As a final note, the Wikipedia article includes details not found in Gill’s description: the giant who once rode Jimmy is identified specifically with the Foawr (I believe that this is a Manx variant of the Irish Fomor) while Jimmy himself is said to wear calico bands on his feet; the article also describes Jimmy as being peaceful, contradicting Gill’s book. The earliest references I’ve found to these elements is in Pamela Allandice’s 1990 book Myths, Gods & Fantasy:

A creature only ever seen on the magical Isle of Man, Jimmy Squarefoot has a formidable appearance, with the head and tusks of a large boar, the body of a man, and large square feet swathed in calico bands. In days of old, he was thought to have been ridden by one of the Foawr, fabled giants who threw stones at the earth as they passed overhead. More recently he appears to prefer amiably wandering the countryside and doing no harm.

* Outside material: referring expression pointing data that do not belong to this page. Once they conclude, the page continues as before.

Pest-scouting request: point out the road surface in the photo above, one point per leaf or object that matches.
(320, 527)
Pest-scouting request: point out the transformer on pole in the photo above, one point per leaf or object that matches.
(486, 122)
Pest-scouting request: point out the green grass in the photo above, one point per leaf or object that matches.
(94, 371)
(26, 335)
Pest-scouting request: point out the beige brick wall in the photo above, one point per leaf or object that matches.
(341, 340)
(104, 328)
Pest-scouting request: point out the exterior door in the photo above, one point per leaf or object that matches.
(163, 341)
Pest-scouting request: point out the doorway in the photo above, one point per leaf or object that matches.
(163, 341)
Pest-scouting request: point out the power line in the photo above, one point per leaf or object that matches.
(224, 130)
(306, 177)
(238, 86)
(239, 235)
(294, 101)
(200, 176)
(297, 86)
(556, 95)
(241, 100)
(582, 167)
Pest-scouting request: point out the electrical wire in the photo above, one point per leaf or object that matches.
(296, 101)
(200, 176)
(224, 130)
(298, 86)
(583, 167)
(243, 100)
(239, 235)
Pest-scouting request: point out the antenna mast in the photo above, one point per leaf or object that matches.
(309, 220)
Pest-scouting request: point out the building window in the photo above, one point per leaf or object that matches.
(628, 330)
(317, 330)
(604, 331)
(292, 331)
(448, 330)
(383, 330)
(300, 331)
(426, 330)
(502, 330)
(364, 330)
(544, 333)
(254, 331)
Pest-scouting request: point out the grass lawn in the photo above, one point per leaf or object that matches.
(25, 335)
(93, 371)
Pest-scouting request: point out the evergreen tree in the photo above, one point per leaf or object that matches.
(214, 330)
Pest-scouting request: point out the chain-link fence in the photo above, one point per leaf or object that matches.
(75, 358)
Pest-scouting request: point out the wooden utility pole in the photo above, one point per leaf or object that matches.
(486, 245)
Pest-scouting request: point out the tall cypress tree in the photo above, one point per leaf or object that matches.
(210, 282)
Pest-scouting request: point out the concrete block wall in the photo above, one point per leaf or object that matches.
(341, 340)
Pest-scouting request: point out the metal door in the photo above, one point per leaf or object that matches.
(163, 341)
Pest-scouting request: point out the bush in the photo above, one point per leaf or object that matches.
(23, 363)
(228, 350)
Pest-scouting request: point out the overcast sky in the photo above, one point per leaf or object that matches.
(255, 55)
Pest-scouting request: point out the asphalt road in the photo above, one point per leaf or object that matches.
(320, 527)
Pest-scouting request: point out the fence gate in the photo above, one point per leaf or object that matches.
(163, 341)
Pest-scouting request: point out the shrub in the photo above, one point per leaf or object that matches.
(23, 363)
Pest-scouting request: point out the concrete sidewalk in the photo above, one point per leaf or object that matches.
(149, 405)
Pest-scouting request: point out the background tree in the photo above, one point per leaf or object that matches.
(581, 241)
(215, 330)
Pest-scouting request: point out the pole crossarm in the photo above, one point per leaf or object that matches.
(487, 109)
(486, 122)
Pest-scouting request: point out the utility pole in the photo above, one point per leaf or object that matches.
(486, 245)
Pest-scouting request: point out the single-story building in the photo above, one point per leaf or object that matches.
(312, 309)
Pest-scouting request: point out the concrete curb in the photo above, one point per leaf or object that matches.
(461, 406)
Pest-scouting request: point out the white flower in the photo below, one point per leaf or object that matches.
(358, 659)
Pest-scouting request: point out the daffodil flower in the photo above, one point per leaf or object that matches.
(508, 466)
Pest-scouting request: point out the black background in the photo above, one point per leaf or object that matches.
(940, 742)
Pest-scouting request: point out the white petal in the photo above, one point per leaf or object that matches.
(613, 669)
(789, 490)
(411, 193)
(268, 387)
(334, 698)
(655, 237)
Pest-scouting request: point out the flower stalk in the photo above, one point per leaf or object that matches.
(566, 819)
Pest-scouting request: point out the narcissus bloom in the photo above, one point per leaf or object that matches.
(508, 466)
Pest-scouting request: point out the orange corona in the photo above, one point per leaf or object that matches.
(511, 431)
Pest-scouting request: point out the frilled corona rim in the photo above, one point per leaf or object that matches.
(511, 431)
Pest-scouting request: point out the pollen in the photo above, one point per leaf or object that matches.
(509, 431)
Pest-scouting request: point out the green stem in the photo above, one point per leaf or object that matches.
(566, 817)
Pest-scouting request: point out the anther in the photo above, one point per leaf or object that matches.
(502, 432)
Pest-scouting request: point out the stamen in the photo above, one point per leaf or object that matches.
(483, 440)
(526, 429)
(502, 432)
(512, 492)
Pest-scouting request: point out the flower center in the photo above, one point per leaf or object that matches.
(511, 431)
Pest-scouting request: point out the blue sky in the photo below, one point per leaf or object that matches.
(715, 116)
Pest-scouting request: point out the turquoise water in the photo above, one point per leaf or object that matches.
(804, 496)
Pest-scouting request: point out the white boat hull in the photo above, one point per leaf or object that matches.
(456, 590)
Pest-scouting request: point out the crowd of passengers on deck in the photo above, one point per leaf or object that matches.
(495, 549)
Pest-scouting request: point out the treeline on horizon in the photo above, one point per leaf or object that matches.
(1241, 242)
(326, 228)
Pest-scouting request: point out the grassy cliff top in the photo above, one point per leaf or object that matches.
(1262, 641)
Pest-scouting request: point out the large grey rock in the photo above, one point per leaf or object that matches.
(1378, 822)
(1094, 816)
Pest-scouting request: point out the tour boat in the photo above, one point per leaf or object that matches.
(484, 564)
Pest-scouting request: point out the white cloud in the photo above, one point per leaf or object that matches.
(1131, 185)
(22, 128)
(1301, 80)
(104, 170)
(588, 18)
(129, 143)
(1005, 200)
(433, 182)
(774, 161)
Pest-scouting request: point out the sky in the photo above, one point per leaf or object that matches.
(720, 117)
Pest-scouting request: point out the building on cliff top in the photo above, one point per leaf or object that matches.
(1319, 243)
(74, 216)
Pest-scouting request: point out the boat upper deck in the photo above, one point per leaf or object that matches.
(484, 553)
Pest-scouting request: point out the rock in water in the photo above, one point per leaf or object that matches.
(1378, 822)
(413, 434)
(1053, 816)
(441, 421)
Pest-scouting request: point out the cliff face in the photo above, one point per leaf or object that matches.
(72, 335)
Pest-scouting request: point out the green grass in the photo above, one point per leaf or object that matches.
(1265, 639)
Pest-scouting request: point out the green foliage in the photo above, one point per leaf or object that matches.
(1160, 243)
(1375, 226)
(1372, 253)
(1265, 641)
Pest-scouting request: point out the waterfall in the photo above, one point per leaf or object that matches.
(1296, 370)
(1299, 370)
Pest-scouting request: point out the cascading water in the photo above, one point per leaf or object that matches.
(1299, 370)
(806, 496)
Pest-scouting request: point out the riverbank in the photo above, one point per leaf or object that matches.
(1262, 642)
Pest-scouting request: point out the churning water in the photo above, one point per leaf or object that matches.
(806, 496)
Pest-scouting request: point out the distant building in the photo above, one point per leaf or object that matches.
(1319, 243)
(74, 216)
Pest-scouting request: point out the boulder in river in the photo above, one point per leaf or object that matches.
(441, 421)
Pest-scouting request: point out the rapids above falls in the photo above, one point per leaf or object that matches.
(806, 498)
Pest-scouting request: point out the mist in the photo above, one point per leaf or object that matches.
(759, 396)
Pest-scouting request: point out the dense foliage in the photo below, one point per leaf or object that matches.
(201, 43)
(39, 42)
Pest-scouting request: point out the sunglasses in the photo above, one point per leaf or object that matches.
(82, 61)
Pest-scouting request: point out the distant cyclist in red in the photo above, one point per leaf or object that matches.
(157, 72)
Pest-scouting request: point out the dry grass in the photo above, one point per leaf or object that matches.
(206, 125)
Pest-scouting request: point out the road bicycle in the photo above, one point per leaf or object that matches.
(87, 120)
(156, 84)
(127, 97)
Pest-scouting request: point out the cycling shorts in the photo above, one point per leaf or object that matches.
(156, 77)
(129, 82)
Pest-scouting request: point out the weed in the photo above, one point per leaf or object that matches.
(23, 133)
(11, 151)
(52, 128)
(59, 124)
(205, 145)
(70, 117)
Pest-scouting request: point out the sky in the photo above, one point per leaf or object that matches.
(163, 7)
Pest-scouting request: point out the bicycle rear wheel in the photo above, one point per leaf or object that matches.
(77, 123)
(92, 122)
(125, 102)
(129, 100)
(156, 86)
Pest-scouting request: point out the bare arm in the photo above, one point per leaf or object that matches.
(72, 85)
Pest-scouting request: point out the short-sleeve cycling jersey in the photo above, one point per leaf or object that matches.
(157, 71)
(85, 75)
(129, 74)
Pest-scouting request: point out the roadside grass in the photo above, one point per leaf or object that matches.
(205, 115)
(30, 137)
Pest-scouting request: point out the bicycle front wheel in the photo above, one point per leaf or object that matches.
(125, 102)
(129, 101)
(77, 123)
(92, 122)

Directly or not, most online descriptions of Jimmy Squarefoot appear to be drawing upon Pamela Allandice’s version.

Update: Since posting this article, I’ve found that Jimmy Squarefoot has also been known as Jemmy Squarefoot. Entering the alternative name into Google Books turns up a few more citations, including one from Nathaniel Ames’ book Nautical Reminiscences. The book in question is from 1832, a full twenty-four years before the earliest references to Jimmy-with-an-I Squarefoot that I’ve found:

Some of the men were so thoroughly convinced that Pug was “Jemmy Squarefoot” in the body, that they made me promise I would offer no further violence to him, they quoting the old proverb, “the third time never fails,” to prove that the third act of leze majeste committed upon the person of the “prince of the powers of the air,” would be resented by some tremendous catastrophe that would involve me, the criminal, and the whole ship’s company in some dreadful punishment.

I won’t bother quoting the other references to Jemmy Squarefoot that i found, as they merely reaffirm what we already know: that Jimmy/Jemmy Squarefoot is a nautical name for the Devil (I have yet to see the Jemmy variation used in association with the Manx pig-monster). I would, however, like to point out that multiple citations for both Jimmy Squarefoot and Jemmy Squarefoot are from books by Charles Nordhoff, who seems to have done more than any other author to record this piece of maritime folklore.